En los probadores de la tienda reinan tres dependientas que te mangonean a su antojo y te dan órdenes que cumples sin rechistar, no vaya a ser que no te dejen entrar a probarte las gangas que llevas en la mano. Tienen prohibido dejar pasar con ropa interior, así que Patricia se probó sus nuevos sujetadores de Calvin Klein encima de la camiseta. Lástima de foto. No anduve lista.
A las siete volvimos a Times Square, otra vez en metro. Nos hemos sacado un bono de siete días con viajes ilimitados, al cual le estamos sacando bastante rendimiento.
Entramos en la juguetería Toys’R’us. Hay una noria tamaño natural dentro. En la sección de Barbie tienen Barbies y Kens de todo tipo, metidos en una casa gigante de Barbie. Los tienen con los personajes de Crepúsculo, de Mad Men, de Dinastía; Barbies vestidas de todas las profesiones imaginables, de Estatua de la Libertad.
En la sección de Lego tienen un Empire State, un edificio Chrysler y una Estatua de la Libertad hechos de piececitas de Lego.

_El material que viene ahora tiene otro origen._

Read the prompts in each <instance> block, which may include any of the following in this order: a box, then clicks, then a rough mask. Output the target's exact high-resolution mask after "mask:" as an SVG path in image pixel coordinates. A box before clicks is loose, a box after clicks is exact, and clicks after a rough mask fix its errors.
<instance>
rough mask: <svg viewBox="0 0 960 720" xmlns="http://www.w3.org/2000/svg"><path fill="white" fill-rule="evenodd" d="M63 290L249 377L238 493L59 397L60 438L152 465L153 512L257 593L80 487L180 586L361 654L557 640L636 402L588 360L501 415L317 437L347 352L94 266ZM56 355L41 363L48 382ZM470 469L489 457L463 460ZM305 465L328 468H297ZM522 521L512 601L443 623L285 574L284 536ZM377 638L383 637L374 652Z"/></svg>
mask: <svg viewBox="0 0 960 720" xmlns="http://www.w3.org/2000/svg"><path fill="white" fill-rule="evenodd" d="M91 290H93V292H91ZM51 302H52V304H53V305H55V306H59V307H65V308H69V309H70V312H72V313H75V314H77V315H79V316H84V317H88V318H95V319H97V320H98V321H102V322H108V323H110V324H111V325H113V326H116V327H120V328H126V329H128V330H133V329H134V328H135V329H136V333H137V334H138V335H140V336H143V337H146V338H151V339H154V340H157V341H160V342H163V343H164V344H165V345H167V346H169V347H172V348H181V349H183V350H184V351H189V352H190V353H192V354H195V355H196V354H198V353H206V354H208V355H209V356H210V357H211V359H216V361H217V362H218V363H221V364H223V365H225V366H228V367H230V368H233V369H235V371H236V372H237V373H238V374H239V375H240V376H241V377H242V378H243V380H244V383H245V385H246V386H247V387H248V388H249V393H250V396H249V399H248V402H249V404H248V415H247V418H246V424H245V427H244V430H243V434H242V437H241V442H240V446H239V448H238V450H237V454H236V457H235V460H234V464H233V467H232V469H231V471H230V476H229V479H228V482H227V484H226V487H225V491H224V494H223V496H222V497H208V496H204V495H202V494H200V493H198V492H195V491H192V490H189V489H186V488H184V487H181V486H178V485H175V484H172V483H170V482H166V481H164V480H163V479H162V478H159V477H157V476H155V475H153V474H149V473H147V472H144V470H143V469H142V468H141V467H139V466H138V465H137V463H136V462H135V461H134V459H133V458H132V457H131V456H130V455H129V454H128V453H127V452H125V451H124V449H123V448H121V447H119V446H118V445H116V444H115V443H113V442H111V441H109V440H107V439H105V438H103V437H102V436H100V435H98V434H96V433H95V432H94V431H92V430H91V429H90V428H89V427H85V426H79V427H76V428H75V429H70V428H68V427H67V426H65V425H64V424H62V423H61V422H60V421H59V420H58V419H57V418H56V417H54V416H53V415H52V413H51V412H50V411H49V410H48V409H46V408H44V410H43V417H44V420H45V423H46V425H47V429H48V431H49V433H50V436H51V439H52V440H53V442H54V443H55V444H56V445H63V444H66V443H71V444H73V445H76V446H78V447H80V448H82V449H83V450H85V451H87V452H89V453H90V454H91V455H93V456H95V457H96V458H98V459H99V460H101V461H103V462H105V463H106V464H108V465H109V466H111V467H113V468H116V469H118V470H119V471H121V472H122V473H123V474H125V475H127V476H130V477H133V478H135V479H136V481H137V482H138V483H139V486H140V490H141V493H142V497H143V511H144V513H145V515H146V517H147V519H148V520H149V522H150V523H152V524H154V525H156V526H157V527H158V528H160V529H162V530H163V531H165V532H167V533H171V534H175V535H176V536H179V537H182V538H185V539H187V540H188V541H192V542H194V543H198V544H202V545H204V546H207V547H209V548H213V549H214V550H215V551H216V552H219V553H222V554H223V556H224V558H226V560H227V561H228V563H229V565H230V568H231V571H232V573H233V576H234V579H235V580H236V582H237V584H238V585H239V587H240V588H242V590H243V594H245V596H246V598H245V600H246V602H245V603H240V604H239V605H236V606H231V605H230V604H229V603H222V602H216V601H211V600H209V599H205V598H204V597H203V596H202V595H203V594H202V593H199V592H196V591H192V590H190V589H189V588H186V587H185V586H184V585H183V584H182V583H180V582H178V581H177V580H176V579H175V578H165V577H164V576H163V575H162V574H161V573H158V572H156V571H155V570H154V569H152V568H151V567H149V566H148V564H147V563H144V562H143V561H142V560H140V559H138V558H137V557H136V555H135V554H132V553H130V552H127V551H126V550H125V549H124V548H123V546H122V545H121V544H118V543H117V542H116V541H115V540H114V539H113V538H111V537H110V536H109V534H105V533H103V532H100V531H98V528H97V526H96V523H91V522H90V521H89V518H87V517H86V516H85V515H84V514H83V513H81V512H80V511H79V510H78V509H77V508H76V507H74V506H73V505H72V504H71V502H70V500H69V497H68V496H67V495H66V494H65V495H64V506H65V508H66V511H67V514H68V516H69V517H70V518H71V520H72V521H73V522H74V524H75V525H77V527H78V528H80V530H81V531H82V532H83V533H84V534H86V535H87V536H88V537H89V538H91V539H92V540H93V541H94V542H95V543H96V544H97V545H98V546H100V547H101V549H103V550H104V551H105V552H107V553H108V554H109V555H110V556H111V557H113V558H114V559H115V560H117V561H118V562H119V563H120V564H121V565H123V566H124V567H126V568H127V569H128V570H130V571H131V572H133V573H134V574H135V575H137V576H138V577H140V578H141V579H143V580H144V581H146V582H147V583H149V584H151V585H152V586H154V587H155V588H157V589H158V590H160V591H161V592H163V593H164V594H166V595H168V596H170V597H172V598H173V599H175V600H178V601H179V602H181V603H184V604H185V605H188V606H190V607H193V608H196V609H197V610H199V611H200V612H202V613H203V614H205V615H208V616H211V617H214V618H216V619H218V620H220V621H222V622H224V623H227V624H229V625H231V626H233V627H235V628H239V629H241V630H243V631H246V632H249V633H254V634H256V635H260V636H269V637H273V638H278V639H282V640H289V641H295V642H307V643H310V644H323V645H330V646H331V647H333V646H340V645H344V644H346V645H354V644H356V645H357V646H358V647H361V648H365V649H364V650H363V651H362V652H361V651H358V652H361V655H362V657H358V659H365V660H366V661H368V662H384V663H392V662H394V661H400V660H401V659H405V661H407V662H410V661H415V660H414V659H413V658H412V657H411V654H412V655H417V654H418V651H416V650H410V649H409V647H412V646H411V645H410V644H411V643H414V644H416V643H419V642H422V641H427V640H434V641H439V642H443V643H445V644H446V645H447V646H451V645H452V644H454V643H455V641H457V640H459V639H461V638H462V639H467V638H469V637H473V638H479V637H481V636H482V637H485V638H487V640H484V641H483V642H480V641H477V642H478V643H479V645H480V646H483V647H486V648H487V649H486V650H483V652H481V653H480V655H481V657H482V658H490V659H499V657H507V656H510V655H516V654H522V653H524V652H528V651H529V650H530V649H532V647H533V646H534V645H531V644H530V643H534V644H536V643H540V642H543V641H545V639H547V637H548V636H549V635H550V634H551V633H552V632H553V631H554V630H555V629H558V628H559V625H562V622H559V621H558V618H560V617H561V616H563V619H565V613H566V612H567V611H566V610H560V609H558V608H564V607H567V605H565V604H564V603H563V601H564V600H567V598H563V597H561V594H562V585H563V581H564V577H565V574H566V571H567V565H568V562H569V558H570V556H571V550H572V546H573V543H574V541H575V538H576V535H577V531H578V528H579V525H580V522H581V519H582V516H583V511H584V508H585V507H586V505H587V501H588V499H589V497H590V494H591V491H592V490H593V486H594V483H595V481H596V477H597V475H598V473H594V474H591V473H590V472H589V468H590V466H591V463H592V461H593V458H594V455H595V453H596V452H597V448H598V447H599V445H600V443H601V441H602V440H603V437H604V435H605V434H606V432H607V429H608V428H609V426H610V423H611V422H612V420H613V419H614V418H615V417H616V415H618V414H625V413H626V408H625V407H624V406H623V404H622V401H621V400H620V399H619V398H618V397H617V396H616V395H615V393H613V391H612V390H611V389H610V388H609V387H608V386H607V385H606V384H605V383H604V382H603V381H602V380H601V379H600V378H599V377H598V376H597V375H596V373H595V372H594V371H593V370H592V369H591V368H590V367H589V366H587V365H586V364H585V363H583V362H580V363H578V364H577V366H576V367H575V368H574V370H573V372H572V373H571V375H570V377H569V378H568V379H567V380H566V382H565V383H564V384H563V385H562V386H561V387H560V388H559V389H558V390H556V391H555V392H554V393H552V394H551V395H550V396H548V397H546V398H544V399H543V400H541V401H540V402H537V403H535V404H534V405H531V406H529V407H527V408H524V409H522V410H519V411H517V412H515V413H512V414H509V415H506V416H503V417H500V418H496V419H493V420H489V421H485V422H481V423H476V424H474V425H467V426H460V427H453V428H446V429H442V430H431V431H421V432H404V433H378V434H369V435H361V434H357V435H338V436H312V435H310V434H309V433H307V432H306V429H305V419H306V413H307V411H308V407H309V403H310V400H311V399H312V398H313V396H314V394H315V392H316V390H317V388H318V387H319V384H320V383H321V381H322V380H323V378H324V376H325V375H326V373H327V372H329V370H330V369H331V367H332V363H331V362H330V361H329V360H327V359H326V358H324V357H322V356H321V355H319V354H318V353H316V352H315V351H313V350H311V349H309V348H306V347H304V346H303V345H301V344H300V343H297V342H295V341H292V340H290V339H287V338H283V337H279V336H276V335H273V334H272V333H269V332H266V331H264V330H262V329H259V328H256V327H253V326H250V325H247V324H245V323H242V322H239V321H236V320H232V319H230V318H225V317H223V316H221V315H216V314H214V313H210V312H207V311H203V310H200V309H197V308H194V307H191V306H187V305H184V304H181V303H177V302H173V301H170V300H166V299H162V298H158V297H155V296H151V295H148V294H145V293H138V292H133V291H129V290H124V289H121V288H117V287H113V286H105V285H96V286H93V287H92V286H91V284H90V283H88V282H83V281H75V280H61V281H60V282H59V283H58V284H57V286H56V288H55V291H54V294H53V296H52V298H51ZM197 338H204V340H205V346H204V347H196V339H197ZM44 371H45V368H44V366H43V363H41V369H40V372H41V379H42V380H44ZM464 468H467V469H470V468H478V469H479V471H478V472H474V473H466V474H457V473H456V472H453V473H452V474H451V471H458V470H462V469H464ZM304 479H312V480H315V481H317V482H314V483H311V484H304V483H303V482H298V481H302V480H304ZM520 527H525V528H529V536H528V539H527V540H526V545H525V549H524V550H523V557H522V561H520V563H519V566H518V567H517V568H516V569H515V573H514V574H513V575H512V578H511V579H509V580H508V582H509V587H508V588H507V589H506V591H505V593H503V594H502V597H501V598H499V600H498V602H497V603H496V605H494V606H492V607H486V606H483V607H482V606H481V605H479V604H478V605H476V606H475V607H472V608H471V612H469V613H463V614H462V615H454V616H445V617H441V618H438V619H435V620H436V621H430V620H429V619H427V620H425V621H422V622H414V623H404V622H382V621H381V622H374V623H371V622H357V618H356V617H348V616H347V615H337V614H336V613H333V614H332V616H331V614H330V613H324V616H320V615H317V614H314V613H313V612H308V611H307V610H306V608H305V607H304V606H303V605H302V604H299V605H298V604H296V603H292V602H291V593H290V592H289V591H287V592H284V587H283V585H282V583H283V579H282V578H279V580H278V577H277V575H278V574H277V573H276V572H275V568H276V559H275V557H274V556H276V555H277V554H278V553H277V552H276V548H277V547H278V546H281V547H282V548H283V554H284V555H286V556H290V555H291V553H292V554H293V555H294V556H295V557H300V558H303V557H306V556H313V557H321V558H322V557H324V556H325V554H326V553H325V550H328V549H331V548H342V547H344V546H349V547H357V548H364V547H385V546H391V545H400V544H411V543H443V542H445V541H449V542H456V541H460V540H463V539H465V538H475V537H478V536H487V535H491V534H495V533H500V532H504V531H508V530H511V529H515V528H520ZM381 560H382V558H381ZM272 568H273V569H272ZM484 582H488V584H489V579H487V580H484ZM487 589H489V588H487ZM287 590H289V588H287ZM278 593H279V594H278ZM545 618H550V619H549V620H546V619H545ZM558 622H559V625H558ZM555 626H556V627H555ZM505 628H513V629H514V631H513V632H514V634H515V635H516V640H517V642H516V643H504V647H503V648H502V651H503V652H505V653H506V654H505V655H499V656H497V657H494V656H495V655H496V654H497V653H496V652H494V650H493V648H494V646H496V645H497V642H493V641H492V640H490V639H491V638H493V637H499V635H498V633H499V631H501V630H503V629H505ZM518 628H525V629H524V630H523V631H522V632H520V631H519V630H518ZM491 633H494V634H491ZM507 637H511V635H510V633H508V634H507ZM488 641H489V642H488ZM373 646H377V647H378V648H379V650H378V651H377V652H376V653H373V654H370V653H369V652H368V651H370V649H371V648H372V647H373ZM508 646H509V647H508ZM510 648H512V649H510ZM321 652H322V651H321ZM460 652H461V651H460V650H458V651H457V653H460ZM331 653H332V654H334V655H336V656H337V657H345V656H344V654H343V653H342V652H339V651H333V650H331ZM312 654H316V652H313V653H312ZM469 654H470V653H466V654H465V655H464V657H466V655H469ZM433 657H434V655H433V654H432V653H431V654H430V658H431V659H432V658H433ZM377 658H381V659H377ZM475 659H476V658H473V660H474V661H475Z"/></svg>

Agotadas fuimos a sentarnos a una cafetería para tomar algo. Hace mucha sed en este pueblo. Estamos todo el día bebiendo. Menos mal que no nos da por el alcohol.
Pedí Coca Cola de cereza. Ayer probé la de vainilla y fue una gran desilusión. Me quedo con la de cereza.
Compramos la cena en un sitio junto al hotel. Pedimos dos sándwiches, uno de roastbeef y el otro de pavo. La comida, como todo, es a lo bestia. Nos pusieron dos trozos de pan, y entre ellos tres dedos de lonchas de fiambre. No pudimos con todo.
Patricia ya está mirando para dentro y yo en breve. Hoy me he encontrado mucho mejor. Parece que voy engañando a mi yo interior. Que no se entere de que son las cinco menos cuarto de la madrugada. Cree que son las once menos cuarto de la noche.
Hasta mañana. Saludos desde Nueva York.